Incident report 20250212-20250213

Around 1500Z on Wednesday, some routine maintenance work was taking place on the “procyon” server which hosts the Calpol Matrix server and some miscellaneous other personal services.

Technical details

As part of our ongoing commitment to service reliability, we were adding a redundant copy of metadata to the filesystem on the server. The filesystem is a Linux btrfs filesystem, which previously had its metadata in SINGLE mode. The task was to convert it to DUP mode, where it stores a second copy of each metadata block elsewhere in case one copy is corrupted.

Unfortunately, due to historical space issues on the filesystem, while there was ample free space, it was all allocated to the DATA group, leaving it unavailable for the rebalance operation. As a result, the balance ran out of space, causing the start of the issues.

Timeline

~20250212T1500Z

The rebalance operation is started.

~20250212T1530Z

Server admins noticed that the filesystem had been remounted as read-only due to errors (later discovered to be the out-of-space issue described above). Attempts to remount read-write failed, so the server was rebooted to try to resolve the issues.

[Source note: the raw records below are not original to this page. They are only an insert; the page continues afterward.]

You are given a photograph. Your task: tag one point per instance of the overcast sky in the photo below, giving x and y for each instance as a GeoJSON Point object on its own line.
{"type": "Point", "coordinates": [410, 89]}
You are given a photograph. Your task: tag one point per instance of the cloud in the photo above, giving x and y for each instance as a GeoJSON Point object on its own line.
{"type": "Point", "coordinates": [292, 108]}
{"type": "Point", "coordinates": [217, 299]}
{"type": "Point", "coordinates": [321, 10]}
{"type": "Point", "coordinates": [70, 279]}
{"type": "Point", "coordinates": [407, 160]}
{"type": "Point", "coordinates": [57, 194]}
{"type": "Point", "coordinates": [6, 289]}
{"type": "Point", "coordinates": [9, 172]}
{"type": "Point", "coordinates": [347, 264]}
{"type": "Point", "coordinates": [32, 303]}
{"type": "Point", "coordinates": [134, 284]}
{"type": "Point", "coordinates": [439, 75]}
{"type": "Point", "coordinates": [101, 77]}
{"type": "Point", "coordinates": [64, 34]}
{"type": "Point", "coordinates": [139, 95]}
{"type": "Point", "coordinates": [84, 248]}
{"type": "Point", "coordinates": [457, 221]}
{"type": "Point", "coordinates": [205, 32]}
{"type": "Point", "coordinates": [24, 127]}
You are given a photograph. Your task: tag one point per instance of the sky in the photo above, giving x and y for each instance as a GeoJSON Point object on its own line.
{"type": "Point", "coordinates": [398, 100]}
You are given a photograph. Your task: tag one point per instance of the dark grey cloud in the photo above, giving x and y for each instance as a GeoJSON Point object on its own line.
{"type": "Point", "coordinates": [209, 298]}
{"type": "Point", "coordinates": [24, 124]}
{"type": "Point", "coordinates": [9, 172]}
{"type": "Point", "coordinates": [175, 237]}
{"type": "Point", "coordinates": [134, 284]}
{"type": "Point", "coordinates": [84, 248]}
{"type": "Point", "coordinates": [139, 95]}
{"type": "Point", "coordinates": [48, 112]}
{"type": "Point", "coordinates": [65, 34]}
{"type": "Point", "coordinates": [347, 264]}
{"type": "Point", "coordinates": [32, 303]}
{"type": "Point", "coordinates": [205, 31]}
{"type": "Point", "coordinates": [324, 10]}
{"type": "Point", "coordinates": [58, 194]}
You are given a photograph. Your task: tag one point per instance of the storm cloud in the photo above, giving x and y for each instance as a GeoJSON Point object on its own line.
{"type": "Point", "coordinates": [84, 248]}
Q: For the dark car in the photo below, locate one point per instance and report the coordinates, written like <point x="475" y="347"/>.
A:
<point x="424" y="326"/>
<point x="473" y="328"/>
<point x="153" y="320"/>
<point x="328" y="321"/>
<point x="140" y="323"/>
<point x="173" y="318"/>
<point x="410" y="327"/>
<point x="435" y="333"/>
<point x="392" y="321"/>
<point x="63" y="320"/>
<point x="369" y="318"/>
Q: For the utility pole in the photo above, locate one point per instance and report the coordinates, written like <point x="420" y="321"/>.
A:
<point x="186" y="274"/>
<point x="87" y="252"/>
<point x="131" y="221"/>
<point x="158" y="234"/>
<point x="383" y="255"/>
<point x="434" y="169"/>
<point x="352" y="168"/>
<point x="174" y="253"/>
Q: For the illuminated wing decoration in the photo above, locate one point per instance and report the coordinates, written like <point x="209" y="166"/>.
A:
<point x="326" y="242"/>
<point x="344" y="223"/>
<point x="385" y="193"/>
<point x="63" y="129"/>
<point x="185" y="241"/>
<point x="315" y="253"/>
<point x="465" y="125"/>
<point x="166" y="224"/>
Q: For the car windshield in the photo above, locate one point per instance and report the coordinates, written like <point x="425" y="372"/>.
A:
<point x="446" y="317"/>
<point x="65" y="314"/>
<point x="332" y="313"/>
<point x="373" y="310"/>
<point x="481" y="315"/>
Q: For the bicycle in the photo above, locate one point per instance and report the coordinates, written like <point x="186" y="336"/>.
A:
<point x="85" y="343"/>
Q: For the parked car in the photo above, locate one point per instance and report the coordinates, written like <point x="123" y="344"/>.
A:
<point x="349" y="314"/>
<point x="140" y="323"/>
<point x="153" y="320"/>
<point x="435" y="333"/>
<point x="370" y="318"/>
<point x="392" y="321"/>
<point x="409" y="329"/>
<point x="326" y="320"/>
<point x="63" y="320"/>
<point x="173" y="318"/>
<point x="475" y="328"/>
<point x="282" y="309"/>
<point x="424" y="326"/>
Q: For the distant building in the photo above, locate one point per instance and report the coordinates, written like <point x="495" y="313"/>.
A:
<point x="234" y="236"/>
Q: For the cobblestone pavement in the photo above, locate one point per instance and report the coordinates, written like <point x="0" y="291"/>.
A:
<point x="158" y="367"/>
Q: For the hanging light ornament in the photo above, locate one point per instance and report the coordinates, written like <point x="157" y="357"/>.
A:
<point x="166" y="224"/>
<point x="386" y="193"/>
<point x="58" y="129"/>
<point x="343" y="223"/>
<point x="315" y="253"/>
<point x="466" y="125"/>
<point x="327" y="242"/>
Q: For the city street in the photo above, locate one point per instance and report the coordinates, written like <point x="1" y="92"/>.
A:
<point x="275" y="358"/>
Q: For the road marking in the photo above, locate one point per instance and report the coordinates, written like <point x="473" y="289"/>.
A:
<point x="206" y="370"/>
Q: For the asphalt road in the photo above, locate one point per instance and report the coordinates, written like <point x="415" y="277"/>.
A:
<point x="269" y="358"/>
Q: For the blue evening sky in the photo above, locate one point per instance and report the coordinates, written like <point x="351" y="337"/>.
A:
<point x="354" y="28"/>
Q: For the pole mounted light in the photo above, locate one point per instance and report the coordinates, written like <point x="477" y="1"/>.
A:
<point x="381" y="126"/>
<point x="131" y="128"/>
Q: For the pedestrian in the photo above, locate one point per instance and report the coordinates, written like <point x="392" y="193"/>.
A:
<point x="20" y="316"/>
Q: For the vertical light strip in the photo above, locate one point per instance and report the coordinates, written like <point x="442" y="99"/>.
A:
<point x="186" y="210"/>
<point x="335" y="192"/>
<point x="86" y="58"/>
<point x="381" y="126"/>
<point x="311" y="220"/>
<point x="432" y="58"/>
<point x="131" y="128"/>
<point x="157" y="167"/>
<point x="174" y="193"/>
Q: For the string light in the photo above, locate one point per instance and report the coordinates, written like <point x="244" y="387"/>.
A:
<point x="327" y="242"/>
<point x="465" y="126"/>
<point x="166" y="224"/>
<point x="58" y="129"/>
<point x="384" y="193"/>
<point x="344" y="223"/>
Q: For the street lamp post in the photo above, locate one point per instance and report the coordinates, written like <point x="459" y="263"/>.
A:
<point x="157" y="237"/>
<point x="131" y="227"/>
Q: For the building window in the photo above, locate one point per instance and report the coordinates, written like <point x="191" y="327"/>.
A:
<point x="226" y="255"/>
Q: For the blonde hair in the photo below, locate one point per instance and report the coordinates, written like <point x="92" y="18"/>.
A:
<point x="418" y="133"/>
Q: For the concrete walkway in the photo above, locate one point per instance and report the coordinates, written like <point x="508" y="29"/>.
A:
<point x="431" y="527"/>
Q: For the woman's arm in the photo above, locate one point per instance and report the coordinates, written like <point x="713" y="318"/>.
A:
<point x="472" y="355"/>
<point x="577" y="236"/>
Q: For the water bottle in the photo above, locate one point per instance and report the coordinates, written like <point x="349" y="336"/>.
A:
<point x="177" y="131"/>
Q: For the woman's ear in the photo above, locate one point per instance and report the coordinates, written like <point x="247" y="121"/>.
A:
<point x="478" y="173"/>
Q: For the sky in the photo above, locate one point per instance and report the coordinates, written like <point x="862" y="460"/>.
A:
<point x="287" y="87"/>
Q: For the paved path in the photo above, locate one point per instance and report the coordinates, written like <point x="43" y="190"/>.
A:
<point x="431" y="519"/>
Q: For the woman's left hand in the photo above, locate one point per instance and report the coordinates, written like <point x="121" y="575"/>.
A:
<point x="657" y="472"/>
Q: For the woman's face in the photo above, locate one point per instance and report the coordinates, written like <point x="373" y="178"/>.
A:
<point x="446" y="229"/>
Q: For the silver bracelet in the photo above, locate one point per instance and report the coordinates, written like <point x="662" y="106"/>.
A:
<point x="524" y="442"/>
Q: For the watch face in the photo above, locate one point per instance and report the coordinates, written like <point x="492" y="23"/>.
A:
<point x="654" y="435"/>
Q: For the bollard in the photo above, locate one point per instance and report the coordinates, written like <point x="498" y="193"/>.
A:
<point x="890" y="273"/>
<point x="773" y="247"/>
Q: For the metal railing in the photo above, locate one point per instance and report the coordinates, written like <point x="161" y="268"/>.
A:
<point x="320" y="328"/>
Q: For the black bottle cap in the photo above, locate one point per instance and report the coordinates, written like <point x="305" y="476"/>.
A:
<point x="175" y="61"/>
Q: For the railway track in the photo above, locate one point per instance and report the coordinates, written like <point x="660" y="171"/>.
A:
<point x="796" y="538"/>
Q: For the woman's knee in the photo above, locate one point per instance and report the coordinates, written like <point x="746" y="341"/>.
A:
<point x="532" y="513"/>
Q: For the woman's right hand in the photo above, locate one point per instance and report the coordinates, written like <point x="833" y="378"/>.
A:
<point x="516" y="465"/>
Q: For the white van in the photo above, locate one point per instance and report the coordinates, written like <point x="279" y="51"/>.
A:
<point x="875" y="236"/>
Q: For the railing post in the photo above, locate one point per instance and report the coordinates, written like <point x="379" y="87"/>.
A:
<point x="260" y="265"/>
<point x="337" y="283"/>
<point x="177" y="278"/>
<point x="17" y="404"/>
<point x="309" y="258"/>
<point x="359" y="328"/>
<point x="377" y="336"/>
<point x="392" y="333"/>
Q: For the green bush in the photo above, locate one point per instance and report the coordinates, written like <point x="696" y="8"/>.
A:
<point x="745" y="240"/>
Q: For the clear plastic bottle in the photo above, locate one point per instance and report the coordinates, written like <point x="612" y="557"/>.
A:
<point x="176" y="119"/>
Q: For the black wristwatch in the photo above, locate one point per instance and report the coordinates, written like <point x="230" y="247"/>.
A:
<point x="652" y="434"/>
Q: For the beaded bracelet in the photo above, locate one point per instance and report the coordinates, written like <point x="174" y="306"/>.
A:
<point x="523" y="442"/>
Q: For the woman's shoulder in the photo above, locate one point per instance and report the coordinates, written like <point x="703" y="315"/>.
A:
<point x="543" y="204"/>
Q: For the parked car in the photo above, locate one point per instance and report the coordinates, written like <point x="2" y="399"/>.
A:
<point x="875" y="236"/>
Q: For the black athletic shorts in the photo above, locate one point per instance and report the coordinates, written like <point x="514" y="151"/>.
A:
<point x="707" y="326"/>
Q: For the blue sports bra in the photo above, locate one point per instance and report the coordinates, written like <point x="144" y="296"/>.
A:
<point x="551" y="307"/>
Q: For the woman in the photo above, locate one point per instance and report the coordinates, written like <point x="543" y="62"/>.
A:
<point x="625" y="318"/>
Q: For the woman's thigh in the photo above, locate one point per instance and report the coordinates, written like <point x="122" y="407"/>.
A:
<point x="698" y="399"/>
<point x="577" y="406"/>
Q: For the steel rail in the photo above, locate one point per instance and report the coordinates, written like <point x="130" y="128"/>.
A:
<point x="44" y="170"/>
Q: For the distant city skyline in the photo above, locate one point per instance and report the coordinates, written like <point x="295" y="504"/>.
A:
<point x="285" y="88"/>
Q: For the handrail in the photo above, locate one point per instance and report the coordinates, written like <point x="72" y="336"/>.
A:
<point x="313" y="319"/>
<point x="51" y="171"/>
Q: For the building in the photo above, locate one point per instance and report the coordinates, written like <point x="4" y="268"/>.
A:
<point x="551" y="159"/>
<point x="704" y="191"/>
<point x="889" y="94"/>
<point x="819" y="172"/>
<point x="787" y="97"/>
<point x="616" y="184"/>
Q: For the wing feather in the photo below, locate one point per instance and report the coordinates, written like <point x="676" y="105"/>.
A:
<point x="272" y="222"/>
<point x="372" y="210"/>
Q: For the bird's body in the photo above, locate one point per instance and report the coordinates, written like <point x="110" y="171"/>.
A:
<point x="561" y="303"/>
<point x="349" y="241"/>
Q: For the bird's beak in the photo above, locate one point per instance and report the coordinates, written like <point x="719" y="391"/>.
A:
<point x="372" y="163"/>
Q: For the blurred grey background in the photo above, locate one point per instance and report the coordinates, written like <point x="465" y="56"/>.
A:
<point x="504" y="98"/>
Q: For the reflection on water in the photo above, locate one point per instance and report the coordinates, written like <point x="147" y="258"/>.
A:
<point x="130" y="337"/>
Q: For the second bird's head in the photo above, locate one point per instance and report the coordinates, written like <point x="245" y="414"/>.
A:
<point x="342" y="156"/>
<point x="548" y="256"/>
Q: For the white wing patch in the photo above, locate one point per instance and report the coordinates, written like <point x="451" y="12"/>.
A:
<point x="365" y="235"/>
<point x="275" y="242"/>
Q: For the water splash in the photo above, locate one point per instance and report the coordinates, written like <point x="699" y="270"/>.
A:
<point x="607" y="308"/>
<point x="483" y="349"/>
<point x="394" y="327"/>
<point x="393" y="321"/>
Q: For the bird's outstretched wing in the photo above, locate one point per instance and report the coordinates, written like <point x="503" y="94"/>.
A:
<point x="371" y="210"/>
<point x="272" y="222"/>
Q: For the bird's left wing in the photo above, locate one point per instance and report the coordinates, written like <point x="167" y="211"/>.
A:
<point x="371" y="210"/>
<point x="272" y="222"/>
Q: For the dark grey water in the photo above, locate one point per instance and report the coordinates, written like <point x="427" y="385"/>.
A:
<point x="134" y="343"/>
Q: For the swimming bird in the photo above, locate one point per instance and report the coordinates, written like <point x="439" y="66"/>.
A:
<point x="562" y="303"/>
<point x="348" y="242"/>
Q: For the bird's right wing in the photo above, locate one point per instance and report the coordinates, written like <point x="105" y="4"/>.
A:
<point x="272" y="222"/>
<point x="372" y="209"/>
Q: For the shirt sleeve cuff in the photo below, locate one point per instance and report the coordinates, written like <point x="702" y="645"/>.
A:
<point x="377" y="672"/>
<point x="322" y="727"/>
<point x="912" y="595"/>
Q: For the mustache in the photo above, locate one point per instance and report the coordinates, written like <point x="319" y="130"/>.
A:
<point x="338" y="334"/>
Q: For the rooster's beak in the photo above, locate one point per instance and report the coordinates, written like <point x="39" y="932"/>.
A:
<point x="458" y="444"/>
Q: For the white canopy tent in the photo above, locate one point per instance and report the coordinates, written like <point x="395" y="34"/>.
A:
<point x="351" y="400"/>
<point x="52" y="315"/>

The server did not boot, freezing after the bootloader. A ticket was opened with the hosting provider to establish whether this was a wider issue affecting other customers. A swift response eliminated that possibility, meaning that the issues were limited to the “procyon” server.

~20250212T1545Z

Booting from the rescue image at the hosting provider reveals that the issue is the btrfs filesystem running out of space. Initial attempts to resolve the issue are unsuccessful and 3rd-party support is sought from btrfs experts on IRC, which allows us to mount the partition in read-only mode on the rescue image.

~20250212T1600Z

Server admins realise they have to finish their actual paid job so leave the server at the bootloader screen to see if it sorts itself out on its own. Subsequently, other important tasks like cycling home, eating dinner and playing Deadlock with friends mean that little progress is possible.

~20250212T2230Z

With the important other tasks completed, attention can return to the issues on “procyon”. An apparent kernel bug prevents mounting the filesystem in read-write mode to continue recovery, so the decision is made to copy the 80G filesystem to local hardware to fix there. A transfer is initiated to run overnight.

~20250212T2300Z

Server admins go to bed.

20250213T0830Z

The transfer has successfully completed. Unfortunately, the same kernel bug appears to be present on the recovery system so it can only be mounted read-only. The decision is made not to continue to recover this filesystem directly, but to reimage the server and copy the data back from the read-only image.

20250213T1030Z

Filesystem recreated on VPS and transfer of files initiated back from local system.

20250213T1520Z

File transfer completed. Testing reboot into new filesystem.

20250213T1550Z

Successfully booted, system seems to be properly restored with no data loss. May take a while to return to normal.

20250213T1615Z

System rebooted again to complete kernel upgrade, but seems otherwise stable. Declaring this incident resolved. All affected users are entitled to a full service refund and will receive a complimentary month of JoshOps Gold™.